Nighthawk: architecture and key concepts

High level interaction model

Process creates one or more Workers. Worker will run Sequencer, which in turn queries RateLimiter for request-release timings. When it is time to release a request, BenchmarkClient will be requested to do so by Sequencer. BenchMarkClient will then ask its underlying Pool to create a StreamDecoder for releasing the actual request. StreamDecoder will query the request data it needs to send from the configured RequestSource, and send it off. StreamDecoder will emit events as it progresses (pool ready, completion, etc), and timings will subsequently be recorded into Statistic as well as get bubbled up to Sequencer for tracking in-flight work and Statistic bookkeeping.

Sequencer will query the configured TerminationPredicates to terminate when and how to terminate execution. When all Workers have finished, Process will collect the results from all Workers via OutputCollector, and run OutputFormatter to transform to the requested output format.

Notable upcoming changes

Calling out two new concepts that may get proposed in the future, and cause some churn in the code base as we inject them.


One notable addition / change that may get proposed in the near future is the introduction of Phase. Phase would represent a distinct stage of an execution, for example a warm-up. It would then be useful to have per-phase reporting of latencies as well as counters and latencies.

Concretely, a warm-up phase could be represented by a distinct duration termination predicate and a ramping rate limiter. Upon completion, the hot BenchmarkClient with its associated pool would then be live-transferred to the next configured phase, after which execution can continue.

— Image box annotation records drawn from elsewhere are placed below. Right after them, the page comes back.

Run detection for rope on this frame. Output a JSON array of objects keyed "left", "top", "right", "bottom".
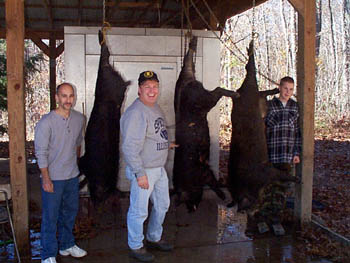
[
  {"left": 101, "top": 21, "right": 111, "bottom": 45},
  {"left": 190, "top": 0, "right": 279, "bottom": 86},
  {"left": 180, "top": 2, "right": 184, "bottom": 68},
  {"left": 102, "top": 0, "right": 106, "bottom": 24}
]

One other reason to have this is that it would enable remote- and/or cli- controlled ramping of certain test parameters by associating those to different phases. Termination predicates can be leveraged to immediately terminate the current phase after injecting a new one, allowing for real-time steering via gRPC and/or CLI.

Streaming parameterization and output stats

Once we have phases, the gRPC service, and perhaps the CLI, would be natural candidates to follow up with to allow dynamic phase injection, as well as send back reports per phase.

Key concept descriptions

The c++ interface definitions for the concepts below can be found here.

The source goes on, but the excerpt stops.